Ícone da luta por justiça social e contra violência na periferia, pe. Jaime morre aos 77 anos de infarto

Após 51 anos no Brasil, ele estava na terra natal, Irlanda; ele teve ação incansável por creche, UBS, moradia, transporte em Embu e contra mortes de jovens no Jd. Ângela

Especial para o VERBO ONLINE

Padre Jaime, com camiseta contra racismo e em ato na paróquia; ele ajudou famílias de Embu a ter serviços básicos e fundou fórum contra assassinatos no Jd. Ângela | Divulgação

O padre Jaime Crowe morreu nesta segunda-feira (20), na Irlanda, o país-natal, aos 77 anos, de infarto, segundo informe da Sociedade Santos Mártires, que fundou. Ele teve atuação incansável por direitos sociais como creche, escola, habitação, serviços de saúde e contra a violência na periferia da zona sul de São Paulo e na região, por mais de 50 anos – ele iniciou em Embu das Artes a luta por serviços básicos e abriu o vasto trabalho social pelo qual ficou conhecido no Brasil.

Jaime (James) trabalhou 51 anos no Brasil. Ordenado em abril de 1969, aos 24 anos, pela Sociedade São Patrício, ele – movido pelo chamado do papa Paulo 6º para evangelizar na América Latina – chegou ao país em novembro daquele ano.
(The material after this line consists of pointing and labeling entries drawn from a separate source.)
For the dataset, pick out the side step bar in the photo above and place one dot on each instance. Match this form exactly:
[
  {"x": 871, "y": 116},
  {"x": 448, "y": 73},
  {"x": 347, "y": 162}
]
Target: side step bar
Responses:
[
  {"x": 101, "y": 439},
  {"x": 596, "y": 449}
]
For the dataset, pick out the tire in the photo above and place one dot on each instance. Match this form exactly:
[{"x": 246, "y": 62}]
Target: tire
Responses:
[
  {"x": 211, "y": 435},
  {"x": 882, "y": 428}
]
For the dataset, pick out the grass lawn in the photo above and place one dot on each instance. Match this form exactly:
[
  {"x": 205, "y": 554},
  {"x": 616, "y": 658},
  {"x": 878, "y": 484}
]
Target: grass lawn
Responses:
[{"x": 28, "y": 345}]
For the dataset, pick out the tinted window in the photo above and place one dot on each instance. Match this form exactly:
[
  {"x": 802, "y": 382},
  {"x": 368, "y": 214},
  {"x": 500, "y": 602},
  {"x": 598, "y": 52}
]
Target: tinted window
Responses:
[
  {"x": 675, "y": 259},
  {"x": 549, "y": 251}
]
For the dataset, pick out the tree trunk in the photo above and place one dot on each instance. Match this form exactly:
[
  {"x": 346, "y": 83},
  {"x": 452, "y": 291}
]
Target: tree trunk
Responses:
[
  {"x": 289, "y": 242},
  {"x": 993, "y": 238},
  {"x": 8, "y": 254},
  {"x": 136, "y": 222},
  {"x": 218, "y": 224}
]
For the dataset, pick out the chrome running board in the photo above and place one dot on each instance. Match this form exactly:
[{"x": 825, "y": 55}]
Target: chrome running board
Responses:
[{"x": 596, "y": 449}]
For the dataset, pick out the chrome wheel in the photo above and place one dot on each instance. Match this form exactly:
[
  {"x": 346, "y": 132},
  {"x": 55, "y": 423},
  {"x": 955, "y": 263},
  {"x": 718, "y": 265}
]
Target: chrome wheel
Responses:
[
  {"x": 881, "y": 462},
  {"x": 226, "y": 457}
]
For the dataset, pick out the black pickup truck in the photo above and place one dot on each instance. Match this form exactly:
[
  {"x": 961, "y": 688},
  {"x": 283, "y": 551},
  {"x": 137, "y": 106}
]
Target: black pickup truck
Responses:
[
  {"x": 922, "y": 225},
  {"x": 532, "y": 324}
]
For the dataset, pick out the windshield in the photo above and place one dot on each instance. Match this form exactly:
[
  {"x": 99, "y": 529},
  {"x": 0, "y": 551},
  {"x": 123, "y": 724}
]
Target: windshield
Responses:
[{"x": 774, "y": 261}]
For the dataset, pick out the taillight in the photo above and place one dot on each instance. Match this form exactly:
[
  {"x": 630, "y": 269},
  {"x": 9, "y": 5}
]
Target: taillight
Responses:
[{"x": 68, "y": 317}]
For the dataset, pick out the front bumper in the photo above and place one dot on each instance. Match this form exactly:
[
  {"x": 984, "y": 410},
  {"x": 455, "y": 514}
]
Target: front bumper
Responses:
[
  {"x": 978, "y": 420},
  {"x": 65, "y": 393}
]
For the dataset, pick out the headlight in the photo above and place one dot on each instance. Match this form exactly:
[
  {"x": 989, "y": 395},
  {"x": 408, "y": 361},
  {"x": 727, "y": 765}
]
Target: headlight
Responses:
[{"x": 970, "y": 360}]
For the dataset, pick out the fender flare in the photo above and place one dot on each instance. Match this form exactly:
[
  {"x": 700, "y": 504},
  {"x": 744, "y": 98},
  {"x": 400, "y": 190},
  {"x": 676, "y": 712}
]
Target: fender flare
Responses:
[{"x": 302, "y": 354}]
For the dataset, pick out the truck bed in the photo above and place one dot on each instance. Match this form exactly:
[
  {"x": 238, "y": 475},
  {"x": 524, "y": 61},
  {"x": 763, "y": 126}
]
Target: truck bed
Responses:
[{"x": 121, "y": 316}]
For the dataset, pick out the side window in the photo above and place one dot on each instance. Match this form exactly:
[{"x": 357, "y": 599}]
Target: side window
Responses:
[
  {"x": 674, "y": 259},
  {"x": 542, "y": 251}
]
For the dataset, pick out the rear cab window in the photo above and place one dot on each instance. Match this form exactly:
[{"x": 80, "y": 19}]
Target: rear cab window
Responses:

Um dos locais da periferia “lascada” da metrópole de São Paulo, Embu foi o primeiro destino. Após breve período na igreja no centro, ele logo assumiu a paróquia em região paupérrima e violenta da cidade, a Todos os Santos, no Santa Emília.

Na época, a partir de 1970, quando Embu só tinha uma paróquia na periferia, Jaime era responsável por várias comunidades em imenso território, totalmente desprovido dos serviços mais elementares. Inspirado e apoiado pela então cardeal-arcebispo dom Paulo Evaristo Arns, ele começou a conscientizar e mobilizar os moradores para reivindicar asfalto, água encanada, moradia, transporte, creche e posto de saúde – ao lado do padre Eduardo McGettrick e de freiras.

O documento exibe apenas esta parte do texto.